/ScrawlD

Primary LanguagePython

ScrawlD: A Dataset of Real World Ethereum Smart Contracts Labelled with Vulnerabilities

Note: please cite our work if you use it

If you use any part of this dataset or entire dataset, please cite our works in your research papers. You can cite our paper using bibtex as follows

@article{yashavant2022scrawld, title={ScrawlD: A Dataset of Real World Ethereum Smart Contracts Labelled with Vulnerabilities}, author={Chavhan Sujeet Yashavant, Saurabh Kumar, and Amey Karkare}, journal={arXiv preprint arXiv:2202.11409}, year={2022} }

Smart Contracts

data/contracts directory contains 6780 Smart Contracts from Ethereum Blockchain. ScrawlD provides a vulnerability report of these Smart Contracts using five tools. Interested people can parse the vulnerabilities.json file for each bug type by setting thresholds in the "Vulnerabilities" Section and get labels for the Smart Contracts.

Used Tools

  1. Slither
  2. Mythril
  3. Smartcheck
  4. Oyente
  5. Osiris

Vulnerabilities

data/vulnerabilites.json contains vulnerabilites in each smart contracts as per reported by 5 tools (Slither, Smartcheck, Mythril, Oyente, Osiris)

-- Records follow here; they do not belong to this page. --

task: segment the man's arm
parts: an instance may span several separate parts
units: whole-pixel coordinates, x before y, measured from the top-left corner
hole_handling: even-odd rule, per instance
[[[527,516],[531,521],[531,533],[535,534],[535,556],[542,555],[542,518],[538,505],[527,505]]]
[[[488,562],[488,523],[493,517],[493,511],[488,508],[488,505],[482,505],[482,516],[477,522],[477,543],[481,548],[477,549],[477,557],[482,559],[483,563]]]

Vulnerability SWC-ID Description Number of Tools that can Detect the Vulnerability Threshold
ARTHM SWC-101 Arithmetic (Integer Overflow and Underflow) 4 2
DOS SWC-113, SWC-128 Denial of Service 3 2
LE - Locked Ether 2 1
RENT SWC-107 Reentrancy 3 2
TimeM SWC-116 Time Manipulation (Block values as a proxy for time) 4 2
TimeO SWC-114 Timestamp Ordering (Transaction Order Dependence) 2 1
Tx-Origin SWC-115 Authorization through tx.origin 3 2
UE SWC-104 Unhandled Exception (Unchecked Call Return Value) 3 2

How to read data/vulnerabilites.json?

vuln-example

  1. Above snippet is taken from file data/vulnerabilities.json
  2. It shows an object in the data/vulnerabilities.json file
  3. According to the above snippet, smart contract deployed on address 0x000000002bb43c83ece652d161ad0fa862129a2c at Ethereum blockchain has Arithmetic (ARTHM) vulnerability at line number 350 and 372 according to results generated by Mythril tool
  4. Reentrancy (RENT) is a function-level bug. That is why we showed ContractName.FunctionName in data/vulnerabilities.json file.
  5. Moreover, Locked Ether (LE) is a contract-level bug. So, if the tool says that the contract is vulnerable for LE, we printed tool-name for LE in the data/vulnerabilities.json file.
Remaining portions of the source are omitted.